В силу многих причин даже в начале 80-х годов переписка, а тем более поездка в далекую и неведомую Венесуэлу казалась мне столь нереальной, что я о ней никак не помышлял.
Но что-то заставляло меня думать: а вдруг Марина Малич еще жива? А вдруг?!.
Рассказ о ее судьбе, который я впервые услышал от сестры Хармса, выглядел фантастическим. Боже мой, чего только не случается на белом свете!
Но как же ее разыскать, если она на письма больше не откликается? Я пошел по проторенному пути: обратился в посольство Венесуэлы в Москве, к послу Хесусу Фернандесу, с просьбой помочь мне найти Марину Вишес, или Уишес (такая фамилия была в адресе, который дала мне дочь Ржевуской и Петрова), проживающую в городе Валенсия. Сотрудницы посольства, сами и через своих друзей и родственников, пытались содействовать моему поиску, но всё было безуспешно: книжный магазин, который когда-то содержала Марина Владимировна, давно уже не существовал, и никто не знал там, жива ли еще его владелица или уже нет. На беду, никаких адресных бюро, наподобие наших, в Венесуэле не было и в помине.
Я почти оставил свою затею разыскать жену Хармса, и только желание узнать хотя бы дату смерти, важную для историков литературы, заставляло меня снова и снова звонить в посольство, поскольку и год рождения и год смерти Марины Малич во всех статьях, посвященных Хармсу, авторы, включая меня самого, писали со знаками вопроса.
И все же, когда я услышал от художника Леонида Тишкова, с которым мы сделали несколько книжек, в том числе две книжки Хармса («Старуха» и «Случаи»), что у него будет в столице Венесуэлы Каракасе персональная выставка, я попросил его разузнать там, на месте, жива ли Марина Малич.

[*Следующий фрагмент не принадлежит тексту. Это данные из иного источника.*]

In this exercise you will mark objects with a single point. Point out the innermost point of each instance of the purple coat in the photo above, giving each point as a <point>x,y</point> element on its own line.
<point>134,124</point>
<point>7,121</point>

И представьте себе — венесуэльская приятельница Л. Тишкова Мария Дельгадо, когда Тишков уже вернулся в Москву, разыскала по его просьбе Марину Владимировну в Валенсии и сообщила ее адрес.
Жива!
Тогда я через Тишкова попросил Марию Дельгадо поскорей встретиться с Мариной Владимировной и записать всё, что она помнит о Данииле Хармсе, изучением жизни и сочинений которого я занимаюсь больше четырех десятилетий[1]. Но, как потом сказала мне сама Марина Владимировна, она не стала вот так, вдруг, незнакомому человеку рассказывать о Дане. Мария Дельгадо приготовилась записывать — и ничего не записала. А до меня долетело: «Прошло столько лет, и она уже ничего не помнит, кроме того, что он очень любил девушек».
Однако теперь я наконец располагал точным адресом Марины Владимировны Дурново (такова была ее новая фамилия) и написал ей в Венесуэлу, — вернее сказать, отправил письмо, приготовленное почти десять лет назад.
И — о чудо! — из Венесуэлы пришел ответ. «Милый Владimir Iоsифович, — писала мне Марина Владимировна. — Вопервых должна Вам сказать что мне очень тяжело писать по-русски. Жизнь моя сложилась так что я скорее избегала русских. Смерть моего мужа, Даниила Хармс, навсегда осталась в моей памяти. Это было вчера. Это было так ужасно что этого забыть нельзя». В конце длинного письма она писала: «Владимир Iосiфоvich — приежзайти, мы долго можем говорить? … С Вами я могла бы написать книгу и большую».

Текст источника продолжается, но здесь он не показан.